Monday, April 18, 2022

Windows process start and dynamic linking

 I was looking at Apple dyld.

And it struck me as a little wierd, er, surprising.

That they have to do work without benefit of a heap allocator.


It is true, heap allocators require initialization

and code that runs before that initialization must do without heap.


But it struck me that the structure of Windows is a bit more

elegant here, and simpler, possibly smaller, faster, easier to maintain, more general, etc.

(ok, maybe not smaller, due to an "extra" C runtime, but still, this is not much, and provides a lot of value, for example you can printf to the debugger via this code: DbgPrint).


So here is a brief description of Windows process startup and dynamic loading.


There are just a few basic aspects to the structure from which the rest follow.


 - ntdll.dll has a very special relationship with the kernel. (Yes, "dll dll", hereafter just "ntdll").


 - All usermode processes begin in ntdll. (I am ignoring Pico processes.)

   They do *not* begin in executables. No matter what flags

   the executable is built with.
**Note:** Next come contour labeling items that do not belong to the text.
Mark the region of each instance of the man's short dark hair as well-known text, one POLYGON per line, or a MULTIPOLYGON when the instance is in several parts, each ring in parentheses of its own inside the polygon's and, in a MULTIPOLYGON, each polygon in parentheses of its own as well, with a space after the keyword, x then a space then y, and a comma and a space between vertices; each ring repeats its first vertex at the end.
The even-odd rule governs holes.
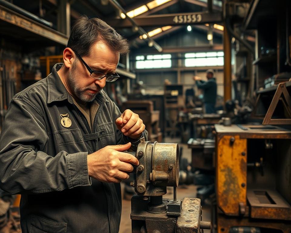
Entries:
POLYGON ((91 46, 101 41, 114 52, 125 55, 129 51, 127 41, 112 27, 98 18, 89 19, 83 15, 76 21, 68 42, 67 47, 81 56, 90 52, 91 46))

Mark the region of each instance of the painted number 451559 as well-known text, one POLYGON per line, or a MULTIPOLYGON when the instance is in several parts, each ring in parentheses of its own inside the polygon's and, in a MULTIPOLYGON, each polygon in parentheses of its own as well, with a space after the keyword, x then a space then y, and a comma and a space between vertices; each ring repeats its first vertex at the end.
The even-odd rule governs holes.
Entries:
POLYGON ((176 15, 173 21, 176 23, 189 23, 201 22, 202 20, 201 15, 176 15))

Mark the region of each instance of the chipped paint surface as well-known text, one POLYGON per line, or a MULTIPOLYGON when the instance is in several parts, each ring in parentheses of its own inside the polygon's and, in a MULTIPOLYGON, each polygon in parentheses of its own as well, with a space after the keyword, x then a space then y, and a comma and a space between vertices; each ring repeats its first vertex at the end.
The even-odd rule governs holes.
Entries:
POLYGON ((239 203, 246 204, 247 140, 238 136, 226 135, 217 141, 218 207, 226 215, 238 216, 239 203), (235 140, 232 143, 232 137, 235 140))

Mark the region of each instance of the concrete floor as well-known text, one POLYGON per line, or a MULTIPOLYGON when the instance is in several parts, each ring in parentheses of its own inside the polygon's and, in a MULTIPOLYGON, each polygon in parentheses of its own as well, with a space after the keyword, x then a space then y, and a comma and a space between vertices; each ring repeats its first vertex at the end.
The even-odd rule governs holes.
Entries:
MULTIPOLYGON (((177 143, 180 141, 179 138, 166 138, 165 142, 168 143, 177 143)), ((186 144, 179 143, 179 148, 183 147, 182 156, 186 158, 189 162, 191 160, 191 150, 188 149, 186 144)), ((182 199, 183 198, 196 198, 197 186, 194 185, 179 186, 177 189, 177 199, 182 199)), ((173 198, 173 188, 168 187, 167 193, 163 196, 164 198, 173 198)), ((130 201, 123 199, 122 201, 122 211, 121 213, 119 233, 130 233, 131 231, 131 220, 130 219, 131 207, 130 201)), ((202 220, 210 221, 211 218, 211 207, 202 206, 202 220)), ((205 233, 210 233, 210 230, 204 230, 205 233)))

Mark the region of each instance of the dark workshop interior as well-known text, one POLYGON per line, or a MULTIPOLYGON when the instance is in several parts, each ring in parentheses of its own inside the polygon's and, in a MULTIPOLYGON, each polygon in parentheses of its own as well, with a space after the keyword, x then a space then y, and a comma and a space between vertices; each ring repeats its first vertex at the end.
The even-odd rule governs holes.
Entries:
POLYGON ((0 0, 0 233, 291 233, 290 46, 290 0, 0 0))

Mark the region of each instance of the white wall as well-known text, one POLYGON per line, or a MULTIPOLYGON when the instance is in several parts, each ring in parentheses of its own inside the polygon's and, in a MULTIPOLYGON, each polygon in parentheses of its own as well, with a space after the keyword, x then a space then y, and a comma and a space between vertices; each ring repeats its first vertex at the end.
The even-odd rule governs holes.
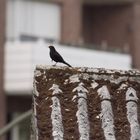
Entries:
POLYGON ((61 7, 40 1, 7 1, 7 38, 21 34, 60 40, 61 7))

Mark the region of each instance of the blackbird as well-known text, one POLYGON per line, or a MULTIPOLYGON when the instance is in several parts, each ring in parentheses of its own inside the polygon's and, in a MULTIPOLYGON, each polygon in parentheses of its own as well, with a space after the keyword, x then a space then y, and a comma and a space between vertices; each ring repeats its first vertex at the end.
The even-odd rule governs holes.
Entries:
POLYGON ((63 57, 56 51, 54 46, 49 46, 49 48, 50 48, 50 57, 51 57, 52 61, 55 61, 56 64, 59 62, 59 63, 66 64, 67 66, 71 67, 70 64, 68 64, 66 61, 64 61, 63 57))

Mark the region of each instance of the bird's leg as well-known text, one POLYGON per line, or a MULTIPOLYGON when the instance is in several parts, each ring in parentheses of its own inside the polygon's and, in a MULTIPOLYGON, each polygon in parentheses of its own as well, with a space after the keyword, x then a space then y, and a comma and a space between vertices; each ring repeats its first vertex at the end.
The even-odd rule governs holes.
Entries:
POLYGON ((53 65, 53 66, 56 66, 57 62, 53 65))

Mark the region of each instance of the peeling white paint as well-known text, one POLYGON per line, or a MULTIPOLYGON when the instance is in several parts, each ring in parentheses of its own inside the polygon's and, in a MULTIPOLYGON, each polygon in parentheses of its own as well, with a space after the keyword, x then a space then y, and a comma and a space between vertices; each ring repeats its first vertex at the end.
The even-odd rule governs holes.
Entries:
POLYGON ((128 87, 127 84, 121 84, 121 86, 118 88, 118 90, 125 90, 128 87))
POLYGON ((53 84, 49 90, 53 90, 53 93, 52 93, 53 95, 62 93, 62 90, 56 84, 53 84))
POLYGON ((140 140, 140 125, 138 122, 138 110, 137 110, 137 100, 136 91, 133 88, 128 88, 126 91, 126 108, 127 108, 127 119, 130 123, 130 140, 140 140))
MULTIPOLYGON (((52 95, 57 95, 62 93, 62 90, 58 85, 53 84, 49 90, 53 90, 52 95)), ((61 105, 57 97, 52 97, 52 135, 54 140, 63 140, 64 128, 62 123, 61 105)))
POLYGON ((64 129, 62 123, 61 106, 57 97, 52 97, 52 135, 54 140, 63 140, 64 129))
POLYGON ((36 96, 39 96, 39 92, 37 91, 37 87, 36 87, 36 81, 34 80, 34 83, 33 83, 33 94, 36 95, 36 96))
POLYGON ((70 83, 76 83, 76 82, 80 82, 79 81, 79 75, 75 74, 69 77, 70 83))
POLYGON ((38 140, 38 127, 37 127, 37 118, 36 118, 36 116, 37 116, 37 112, 36 112, 36 106, 37 106, 37 103, 36 103, 36 101, 35 101, 35 97, 33 97, 33 102, 34 102, 34 104, 33 104, 33 109, 34 109, 34 114, 33 114, 33 125, 34 125, 34 127, 33 127, 33 131, 34 131, 34 133, 35 133, 35 140, 38 140))
MULTIPOLYGON (((98 89, 98 94, 101 99, 110 99, 110 94, 106 86, 102 86, 98 89)), ((101 102, 101 114, 102 128, 104 131, 106 140, 115 140, 114 134, 114 120, 111 103, 108 100, 103 100, 101 102)))
POLYGON ((35 70, 35 72, 34 72, 35 77, 39 77, 41 75, 42 75, 42 73, 40 72, 40 70, 35 70))
POLYGON ((95 82, 94 80, 93 80, 92 83, 91 83, 91 87, 92 87, 93 89, 95 89, 98 85, 99 85, 99 84, 98 84, 97 82, 95 82))
POLYGON ((75 101, 76 98, 77 98, 77 95, 74 95, 72 98, 72 101, 75 101))
POLYGON ((89 140, 89 120, 88 120, 88 110, 87 110, 87 89, 83 87, 83 83, 80 83, 73 92, 78 94, 78 111, 76 113, 80 140, 89 140))

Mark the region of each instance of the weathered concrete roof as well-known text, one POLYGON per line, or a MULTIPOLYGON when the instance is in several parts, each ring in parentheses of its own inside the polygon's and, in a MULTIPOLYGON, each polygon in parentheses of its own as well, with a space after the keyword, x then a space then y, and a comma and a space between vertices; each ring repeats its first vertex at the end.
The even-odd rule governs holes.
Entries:
POLYGON ((37 66, 36 140, 139 140, 140 72, 37 66))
There is no "alternate dyld" or "ELF interpreter".

   There is no such thing as a statically linked executable on Windows.

   Well, yes, the executable can just ret or int3. It can even try to

   statically link system service stubs (their interface is sadly unstable).

   It need not have any imports. It can seem statically linked. 


   But execution still starts in ntdll no matter what the executable looks like, and such an executable cannot do much, given the unstable undocumented kernel interface (NtOpenFile, etc.)

(Prior to Windows XP, an executable with no imports would actually crash, attempting to run the address in kernel32.dll that the creater assumed would be mapped in all processes.)

 - Rather, all usermode threads begin in ntdll. There is no specific kernel to user upcall for new processes, only new threads. It suffices.


 - Process initialization occurs by virtue of thread start noticing

   the process has not been initialized. If you create a process suspended,

   and multiple threads in it suspended, and then resume them all "quickly" (NtResumeProcess?), they will race to initialize the process first.

   This is synchronized and safe.


 - ntdll contains statically linked all the system service stubs (NtOpenFile, etc.)

   They are exported from there to the rest of the usermode OS.

   Aside: win32u.dll contains the ones for win32k.sys, for use by user32.dll/gdi32.dll.

 In the past these were statically linked into user32.dll and gdi32.dll but got separated at some point. I don't know how DirectX works. Maybe via gdi32!Escape()?


 - ntdll has no imports. It probably could have some if it was careful, but this is kinda the point.


 - ntdll has thread locals, via an internal non-extensible mechanism. Not declspec(thread), not TlsAlloc.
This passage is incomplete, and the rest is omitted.